Ken Vandermark: That Was Now
AAJ: People didn't take him seriously.
KV: I think you're right. You've got this problem where, ok he can do this thing where can circular breathe, he plays multiple instruments, he's almost like a Vaudeville character with the novelty of it. But he was also a real performer, in the sense of drama and theatre, which is a little different from your standard jazz performer who's more straight laced than Rahsaan Roland Kirk was. I think that's part of the problem with the things getting analyzed or considered.
Same problem happened to Sun Ra, even though Sun Ra gets talked about a lot more, I think there's a lot more people familiar with his music these days, or pursue his music these days in terms of listening to it. But if you look at the materials, there's no question Sun Ra was a great composer, great instrumentalist, great band leader, among all the other things he was doing. The whole sensibility about outer space, Saturn and all that stuff, which is part of the mythology around him, sometimes gets in the way of understanding what his music's about.
And I think the same thing is true about Rahsaan Roland Kirk. Say Rahsaan Roland Kirk, immediately people think, okay, he's playing a bunch of horns, nose flute, he never takes a breath, blah, blah, blah. But there's so many other things happening in his music. One of my favorite pieces that he wrote was "the Inflated Tear. Gorgeous, haunting and strange, fantastic piece of music which I think if you heard it today, three decades or so later, you'd be like, wow, what an original album.
As often as I can, I like to subjectively think I'm interested in music, and Rahsaan was a great composer and a great musician. Same thing with Sonny Rollins' material. Everyone talks about Sonny Rollins, and obviously he's one of the great improvisers in the history of the Music, but a lot of times he gets overlooked as a composer. When people do talk about his compositions, they talk about things that came off those records in the late '50s.

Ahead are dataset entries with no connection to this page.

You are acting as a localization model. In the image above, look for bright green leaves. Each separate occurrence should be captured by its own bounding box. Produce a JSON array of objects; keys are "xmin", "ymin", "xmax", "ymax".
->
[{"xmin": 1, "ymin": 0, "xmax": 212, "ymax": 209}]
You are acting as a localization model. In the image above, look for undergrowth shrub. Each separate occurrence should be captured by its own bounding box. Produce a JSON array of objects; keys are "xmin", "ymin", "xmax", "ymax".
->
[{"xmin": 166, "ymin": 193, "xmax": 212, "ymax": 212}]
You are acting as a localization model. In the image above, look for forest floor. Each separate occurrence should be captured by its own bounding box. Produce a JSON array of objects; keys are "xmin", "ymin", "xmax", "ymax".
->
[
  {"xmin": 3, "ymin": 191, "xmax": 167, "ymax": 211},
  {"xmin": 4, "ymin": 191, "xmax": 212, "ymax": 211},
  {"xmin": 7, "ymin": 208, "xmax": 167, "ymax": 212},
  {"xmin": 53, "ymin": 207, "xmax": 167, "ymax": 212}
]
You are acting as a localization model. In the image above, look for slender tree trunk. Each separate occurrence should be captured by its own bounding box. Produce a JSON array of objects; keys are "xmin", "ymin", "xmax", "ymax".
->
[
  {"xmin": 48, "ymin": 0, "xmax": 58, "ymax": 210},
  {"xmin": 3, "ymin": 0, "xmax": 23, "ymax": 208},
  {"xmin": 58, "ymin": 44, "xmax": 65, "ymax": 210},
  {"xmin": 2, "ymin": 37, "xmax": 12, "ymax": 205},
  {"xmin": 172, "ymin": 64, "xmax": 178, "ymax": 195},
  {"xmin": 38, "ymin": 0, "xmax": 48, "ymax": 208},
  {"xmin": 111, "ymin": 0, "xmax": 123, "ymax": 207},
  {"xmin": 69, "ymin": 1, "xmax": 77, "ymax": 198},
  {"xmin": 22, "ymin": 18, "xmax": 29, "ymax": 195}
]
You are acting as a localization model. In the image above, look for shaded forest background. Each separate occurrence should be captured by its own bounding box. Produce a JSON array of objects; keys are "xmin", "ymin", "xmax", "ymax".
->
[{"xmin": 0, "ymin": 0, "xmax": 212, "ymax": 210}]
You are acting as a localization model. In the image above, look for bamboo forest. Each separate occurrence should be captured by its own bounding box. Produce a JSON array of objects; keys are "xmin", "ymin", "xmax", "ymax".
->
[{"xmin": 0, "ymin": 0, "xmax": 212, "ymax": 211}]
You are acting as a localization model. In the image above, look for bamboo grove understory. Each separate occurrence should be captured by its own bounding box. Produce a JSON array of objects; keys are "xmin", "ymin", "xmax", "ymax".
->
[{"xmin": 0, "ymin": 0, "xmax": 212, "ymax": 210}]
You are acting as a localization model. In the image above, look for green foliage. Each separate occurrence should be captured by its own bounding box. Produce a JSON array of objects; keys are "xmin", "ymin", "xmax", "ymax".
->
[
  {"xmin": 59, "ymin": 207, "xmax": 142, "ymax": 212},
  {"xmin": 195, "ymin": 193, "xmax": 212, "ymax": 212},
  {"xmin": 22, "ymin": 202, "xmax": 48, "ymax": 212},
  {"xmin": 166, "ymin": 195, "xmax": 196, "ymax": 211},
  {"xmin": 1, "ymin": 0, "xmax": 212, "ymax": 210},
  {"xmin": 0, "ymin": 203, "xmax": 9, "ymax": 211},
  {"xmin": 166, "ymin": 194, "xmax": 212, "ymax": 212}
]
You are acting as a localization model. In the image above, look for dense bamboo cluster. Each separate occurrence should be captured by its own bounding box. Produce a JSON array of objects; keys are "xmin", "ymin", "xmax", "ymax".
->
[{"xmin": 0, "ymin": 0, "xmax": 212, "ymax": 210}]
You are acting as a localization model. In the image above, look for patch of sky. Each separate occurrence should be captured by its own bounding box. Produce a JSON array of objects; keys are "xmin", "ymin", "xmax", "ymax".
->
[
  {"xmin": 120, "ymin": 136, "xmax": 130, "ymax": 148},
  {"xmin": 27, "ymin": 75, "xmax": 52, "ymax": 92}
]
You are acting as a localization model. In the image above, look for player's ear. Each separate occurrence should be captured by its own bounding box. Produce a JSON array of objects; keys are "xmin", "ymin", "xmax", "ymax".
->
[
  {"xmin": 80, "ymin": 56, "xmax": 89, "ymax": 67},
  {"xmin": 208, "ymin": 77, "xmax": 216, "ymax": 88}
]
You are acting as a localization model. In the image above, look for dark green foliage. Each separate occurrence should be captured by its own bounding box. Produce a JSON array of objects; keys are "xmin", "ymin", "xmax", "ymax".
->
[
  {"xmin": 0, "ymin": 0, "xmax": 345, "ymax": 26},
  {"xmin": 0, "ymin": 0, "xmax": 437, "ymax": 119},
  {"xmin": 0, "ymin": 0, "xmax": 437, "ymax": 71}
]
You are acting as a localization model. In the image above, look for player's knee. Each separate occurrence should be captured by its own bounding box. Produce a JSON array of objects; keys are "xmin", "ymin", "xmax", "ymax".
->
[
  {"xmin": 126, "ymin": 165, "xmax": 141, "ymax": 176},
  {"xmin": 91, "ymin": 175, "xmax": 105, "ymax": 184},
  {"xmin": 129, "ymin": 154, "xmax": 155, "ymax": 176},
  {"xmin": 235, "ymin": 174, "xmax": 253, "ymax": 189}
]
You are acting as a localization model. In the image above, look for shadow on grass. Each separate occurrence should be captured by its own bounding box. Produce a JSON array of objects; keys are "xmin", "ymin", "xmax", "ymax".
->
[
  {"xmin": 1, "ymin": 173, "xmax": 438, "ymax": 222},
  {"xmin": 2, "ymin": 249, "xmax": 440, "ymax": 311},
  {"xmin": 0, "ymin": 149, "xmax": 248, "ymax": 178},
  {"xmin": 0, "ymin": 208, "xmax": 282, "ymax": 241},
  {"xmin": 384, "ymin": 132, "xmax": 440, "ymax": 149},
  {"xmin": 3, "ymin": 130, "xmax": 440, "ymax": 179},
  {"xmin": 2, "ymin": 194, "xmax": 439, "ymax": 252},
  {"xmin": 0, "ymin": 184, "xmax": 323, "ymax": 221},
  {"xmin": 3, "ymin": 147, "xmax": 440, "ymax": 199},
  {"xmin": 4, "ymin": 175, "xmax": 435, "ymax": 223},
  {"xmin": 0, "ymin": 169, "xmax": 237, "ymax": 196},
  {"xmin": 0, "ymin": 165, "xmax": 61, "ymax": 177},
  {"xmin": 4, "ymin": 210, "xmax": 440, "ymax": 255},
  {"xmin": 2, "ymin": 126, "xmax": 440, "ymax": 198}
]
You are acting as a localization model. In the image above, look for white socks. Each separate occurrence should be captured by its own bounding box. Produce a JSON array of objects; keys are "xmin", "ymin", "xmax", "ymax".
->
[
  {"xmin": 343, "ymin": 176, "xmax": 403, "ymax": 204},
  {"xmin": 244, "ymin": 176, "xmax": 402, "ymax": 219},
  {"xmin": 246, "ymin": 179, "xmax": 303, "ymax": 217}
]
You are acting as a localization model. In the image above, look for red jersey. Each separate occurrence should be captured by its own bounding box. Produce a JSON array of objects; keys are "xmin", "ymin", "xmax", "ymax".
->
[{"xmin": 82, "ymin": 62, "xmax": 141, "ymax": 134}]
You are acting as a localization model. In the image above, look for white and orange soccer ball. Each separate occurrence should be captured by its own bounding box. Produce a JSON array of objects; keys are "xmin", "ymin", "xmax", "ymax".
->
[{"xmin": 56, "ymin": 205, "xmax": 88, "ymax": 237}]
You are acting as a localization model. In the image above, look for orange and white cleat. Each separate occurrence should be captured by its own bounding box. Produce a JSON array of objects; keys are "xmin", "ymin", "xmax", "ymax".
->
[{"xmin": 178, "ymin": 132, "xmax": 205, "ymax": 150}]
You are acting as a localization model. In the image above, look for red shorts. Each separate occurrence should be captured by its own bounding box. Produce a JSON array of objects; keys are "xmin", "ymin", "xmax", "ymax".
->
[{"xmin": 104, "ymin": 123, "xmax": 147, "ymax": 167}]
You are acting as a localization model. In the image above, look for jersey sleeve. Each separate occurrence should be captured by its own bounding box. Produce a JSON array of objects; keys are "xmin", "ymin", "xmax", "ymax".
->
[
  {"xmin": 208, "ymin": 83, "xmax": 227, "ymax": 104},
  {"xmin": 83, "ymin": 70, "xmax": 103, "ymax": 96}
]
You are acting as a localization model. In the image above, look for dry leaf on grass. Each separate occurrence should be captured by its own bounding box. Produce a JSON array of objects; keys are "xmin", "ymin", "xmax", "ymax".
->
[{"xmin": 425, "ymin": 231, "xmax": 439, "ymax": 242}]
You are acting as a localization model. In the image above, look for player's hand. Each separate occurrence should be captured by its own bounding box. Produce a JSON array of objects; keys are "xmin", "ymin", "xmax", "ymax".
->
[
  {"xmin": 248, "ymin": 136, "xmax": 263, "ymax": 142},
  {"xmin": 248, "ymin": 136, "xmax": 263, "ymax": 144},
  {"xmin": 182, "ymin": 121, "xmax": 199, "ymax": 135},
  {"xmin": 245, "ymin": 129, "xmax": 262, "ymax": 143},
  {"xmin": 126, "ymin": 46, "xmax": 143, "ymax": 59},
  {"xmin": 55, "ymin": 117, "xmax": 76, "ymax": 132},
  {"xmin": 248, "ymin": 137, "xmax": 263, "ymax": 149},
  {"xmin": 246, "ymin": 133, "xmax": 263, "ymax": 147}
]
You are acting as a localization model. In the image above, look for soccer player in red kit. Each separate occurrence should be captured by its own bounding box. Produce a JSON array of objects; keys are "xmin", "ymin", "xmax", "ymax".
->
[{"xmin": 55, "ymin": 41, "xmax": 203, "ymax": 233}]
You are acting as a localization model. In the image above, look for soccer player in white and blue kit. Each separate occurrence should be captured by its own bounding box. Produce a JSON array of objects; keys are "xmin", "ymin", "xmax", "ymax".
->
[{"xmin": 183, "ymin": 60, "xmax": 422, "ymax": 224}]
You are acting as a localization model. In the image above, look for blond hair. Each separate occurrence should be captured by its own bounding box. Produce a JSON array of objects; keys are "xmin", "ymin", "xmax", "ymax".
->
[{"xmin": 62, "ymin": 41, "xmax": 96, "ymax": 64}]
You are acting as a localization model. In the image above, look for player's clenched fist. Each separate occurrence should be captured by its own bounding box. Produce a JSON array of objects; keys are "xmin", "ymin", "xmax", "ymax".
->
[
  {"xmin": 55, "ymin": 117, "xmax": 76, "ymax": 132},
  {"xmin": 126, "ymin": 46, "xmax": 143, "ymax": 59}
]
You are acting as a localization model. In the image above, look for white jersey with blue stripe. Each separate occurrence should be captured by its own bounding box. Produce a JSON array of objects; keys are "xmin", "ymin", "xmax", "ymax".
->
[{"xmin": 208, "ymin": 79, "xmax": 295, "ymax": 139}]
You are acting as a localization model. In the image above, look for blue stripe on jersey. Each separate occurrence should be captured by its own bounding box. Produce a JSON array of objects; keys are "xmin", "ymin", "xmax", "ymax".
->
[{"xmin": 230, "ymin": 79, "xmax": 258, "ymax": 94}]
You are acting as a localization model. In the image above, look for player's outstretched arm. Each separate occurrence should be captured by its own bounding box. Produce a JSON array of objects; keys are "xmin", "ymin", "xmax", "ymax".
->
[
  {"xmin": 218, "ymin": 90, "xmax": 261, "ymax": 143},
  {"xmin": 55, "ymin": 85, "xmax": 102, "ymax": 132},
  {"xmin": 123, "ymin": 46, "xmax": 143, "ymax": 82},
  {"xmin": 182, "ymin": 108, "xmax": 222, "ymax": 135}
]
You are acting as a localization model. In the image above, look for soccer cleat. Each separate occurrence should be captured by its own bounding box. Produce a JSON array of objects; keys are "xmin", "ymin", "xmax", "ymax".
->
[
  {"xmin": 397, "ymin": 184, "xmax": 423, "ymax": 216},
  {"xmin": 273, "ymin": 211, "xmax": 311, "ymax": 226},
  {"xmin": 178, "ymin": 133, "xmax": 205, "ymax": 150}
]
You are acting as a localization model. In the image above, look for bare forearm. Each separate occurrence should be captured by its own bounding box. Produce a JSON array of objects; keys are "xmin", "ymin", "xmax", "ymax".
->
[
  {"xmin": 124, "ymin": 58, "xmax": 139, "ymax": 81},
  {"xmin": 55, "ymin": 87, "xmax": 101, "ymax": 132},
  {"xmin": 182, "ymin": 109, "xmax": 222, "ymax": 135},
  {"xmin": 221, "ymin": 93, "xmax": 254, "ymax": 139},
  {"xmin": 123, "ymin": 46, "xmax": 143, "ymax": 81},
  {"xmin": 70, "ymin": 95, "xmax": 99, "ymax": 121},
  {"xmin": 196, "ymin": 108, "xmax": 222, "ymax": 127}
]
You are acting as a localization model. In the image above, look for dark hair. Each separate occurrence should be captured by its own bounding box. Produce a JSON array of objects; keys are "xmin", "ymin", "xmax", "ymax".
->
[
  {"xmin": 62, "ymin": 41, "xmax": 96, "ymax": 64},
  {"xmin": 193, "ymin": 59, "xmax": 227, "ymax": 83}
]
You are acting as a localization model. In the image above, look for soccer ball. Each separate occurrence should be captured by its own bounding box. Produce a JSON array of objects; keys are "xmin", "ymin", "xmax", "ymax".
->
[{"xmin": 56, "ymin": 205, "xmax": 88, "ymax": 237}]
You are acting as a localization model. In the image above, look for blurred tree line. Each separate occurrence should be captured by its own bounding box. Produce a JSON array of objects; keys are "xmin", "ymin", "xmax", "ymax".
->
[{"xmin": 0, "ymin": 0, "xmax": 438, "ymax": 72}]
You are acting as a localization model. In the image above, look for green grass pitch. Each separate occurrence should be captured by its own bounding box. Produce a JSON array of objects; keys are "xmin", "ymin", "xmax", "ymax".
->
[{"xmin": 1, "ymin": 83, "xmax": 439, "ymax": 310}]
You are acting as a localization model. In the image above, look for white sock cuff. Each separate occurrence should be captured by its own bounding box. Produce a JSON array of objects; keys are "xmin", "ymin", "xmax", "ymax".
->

But he did all these pieces much more connected to the music I'm interested in, East Broadway Rundown, The Bridge, and these are things he built as well. Why not look at those too, and not just say he was one thing or another thing. It's much more complicated than that, and I think those complexities are fascinating. To say, 'what about Sonny Rollins the avant gardist?' is a worthwhile thing to ask about and look at. At the time, he and John Coltrane were really pointing the way for a lot of the directions of the music. I think it's easy to lose track of that these days. He's a master musician, his history is more connected to the tradition, but there's this thread that went through his music for years and years that doesn't get discussed very much, which I think, if not the greatest stuff he ever did, certainly parallel with it.
The stuff with Don Cherry, Our Man In Jazz, is an unbelievably forward looking recording. Sonny Rollins did that. All those things are why I look at certain people's music if I want to arrange them. What's going on and why are there all these other threads that are maybe not being considered. They're sound engineers, sound explorers.
It's like stories of Steve Lacy talking about Thelonious Monk and the kinds of chords that Monk would use on the piano and the technical sonic impact of the overtones and Monk's ability to control and manipulate those sounds. These are people who worked their whole lives to develop new perspectives towards what this stuff is about. It's not just a bunch of tones.
AAJ: Do Alchemia and The Color of Memory constitute a swan song for the old Vandermark 5?
KV: In a way. I didn't think about it in exactly that sense, but in a way. It's the last music that will be recorded...there won't be more recordings with Jeb Bishop, so for that particular lineup, and then also the fact that Jeb had been with the group from the very beginning definitely was...I mean I had a meeting with the rest of the band and said, there's a couple of ways to look at thisone is to say Jeb leaving the group is the demarcation line for the band. He was there from the start, it's going to be impossible to quote unquote replace him. I don't want to just find some good trombone player and run through a repertoire. I'm just not interested in doing that. That's not what the band's about. It could be a logical place to say, hey, we've done a bunch of good work together.
But everybody in the band was very interested in trying to continue, and remain creatively vital, and keep our rapport. So the question became, what do we do?, who do we look to? After a lot of discussion the logical choice was Fred Lonberg-Holm. We start working with him as soon as I come back from Oslo and Antwerp. We start rehearsing and working on new material with him. So, in a way those recordings could have been the last statement of the group as a whole. But, they're definitely the last statement of the music I was writing for that lineup and with the idea of Jeb being in the band. It's definitely an important set of documents for me. That was the furthest realization of the ideas I had at that time for that group of people. Anything I'm doing from now on will definitely be done with new considerations, not least of which is the instrumentation, and with Fred, the kinds of things he'll bring creatively to the band.